Anche se il motore era spento da un po’.

– Cosa vuoi Capra Diddio!? – la investì il Gran Zebrù – Creatura deviata e satanica. Chi ti credi di essere. Non potrai mai sconfiggerci. Non abbiamo paura di te. I Gesù, durante la Seconda Guerra Mondiale, ti avevano quasi fatto secca e, con te, anche la Madonna Clonata (blasfemia!!!!) e i tuoi compagni Buck Dich e quel cazzone di ariano nero di Gema…
Noi ti sconfiggeremo e mangeremo Seitan inneggiando a Dio. Perché lui vuole così!!!

Sentendo nominare e sbeffeggiare i suoi amici, Capra Diddio non riuscì più a mantenere il suo proverbiale self control e proruppe in un autoritario:
– BEEEEEEEEEEEEEEEEEEEEEEEEEEEEEEEEEEEEEEEEEEEEEEEEEEEEEH

I massoni si coprirono le orecchie e piansero come bambini davanti ai programmi della D’Urso.

Il Gran Zebrù impallidì, arretrò sui suoi passi e alzò le mani.
– Ok Capra. Calma adesso. Calma. Ho capito. Abbiamo esagerato. Adesso ce ne torniamo buoni buoni a casa e non disturbiamo più nessuno con le nostre cazzate. Giuro. Basta con i würstel e le grigliate vegane e tutte queste cose. Lo so, sono abomini. Basta che non ti incazzi. –

Il Gran Zebrù si fermò un secondo per asciugarsi, con la stessa manica, il moccio e le lacrime. Con la faccia imbrattata di moccio del naso, il potente massone fece l’ultima fondamentale domanda – Ma perché, Capra Diddio, appoggi le grigliate? Gli atei e gli agnostici mangiano maiale, vitelli, agnelli e capretti… Spiegamelo. Illuminami, O potente capra.

Capra Diddio guardò quell’ammasso di merda e lo derise, con quella risata belante che solo Capra Diddio riusciva a produrre.
– BEEEEEEEEEEEEEEEEEEEEEEEEEEEEEEEEEEEEEEEEEEEH BEH BEH BEH BEEEEHHHH!!!

Il Gran Zebrù abbassò gli occhi e annuì conscio del proprio errore.
– Ho capito. Perché gli animali hanno pensieri malvagi. Scusami Capra Diddio.
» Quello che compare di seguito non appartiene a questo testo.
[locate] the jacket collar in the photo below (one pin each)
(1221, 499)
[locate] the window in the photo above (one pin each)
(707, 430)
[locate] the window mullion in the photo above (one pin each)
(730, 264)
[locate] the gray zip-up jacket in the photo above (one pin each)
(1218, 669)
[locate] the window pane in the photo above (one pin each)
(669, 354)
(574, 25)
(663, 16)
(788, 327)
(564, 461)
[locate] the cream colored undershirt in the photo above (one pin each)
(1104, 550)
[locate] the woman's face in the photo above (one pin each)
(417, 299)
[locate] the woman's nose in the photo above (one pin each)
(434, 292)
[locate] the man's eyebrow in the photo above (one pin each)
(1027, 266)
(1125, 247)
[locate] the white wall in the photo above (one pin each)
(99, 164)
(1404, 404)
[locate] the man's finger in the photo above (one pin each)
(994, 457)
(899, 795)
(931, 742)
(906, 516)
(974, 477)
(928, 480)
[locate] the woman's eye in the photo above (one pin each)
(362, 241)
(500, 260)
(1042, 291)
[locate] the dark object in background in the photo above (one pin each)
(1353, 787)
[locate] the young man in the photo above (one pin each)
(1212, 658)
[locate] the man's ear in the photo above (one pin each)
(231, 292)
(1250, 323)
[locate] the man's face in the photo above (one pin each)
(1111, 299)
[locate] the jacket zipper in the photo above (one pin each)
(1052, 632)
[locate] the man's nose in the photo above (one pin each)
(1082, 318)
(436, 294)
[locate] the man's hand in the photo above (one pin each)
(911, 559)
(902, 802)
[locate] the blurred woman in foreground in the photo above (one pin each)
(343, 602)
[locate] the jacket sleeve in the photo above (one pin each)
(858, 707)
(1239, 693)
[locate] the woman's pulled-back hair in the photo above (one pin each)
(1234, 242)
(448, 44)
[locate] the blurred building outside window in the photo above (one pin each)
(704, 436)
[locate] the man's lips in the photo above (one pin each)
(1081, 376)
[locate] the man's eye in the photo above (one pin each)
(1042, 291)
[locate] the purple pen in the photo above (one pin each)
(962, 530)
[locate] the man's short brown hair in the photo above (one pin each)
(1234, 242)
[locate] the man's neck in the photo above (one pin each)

Vedendo il pentimento negli occhi del massone, Capra Diddio capì di aver esaurito il proprio compito pre-Pasquale.
Dopo aver cagato sull’insegna della Massoneria Cristiana Vegana del Terzo Giorno, Capra Diddio annuì, accese il motore….

E si diresse verso Est.

PS: Ovviamente il Gran Zebrù è tornato a mangiare carne.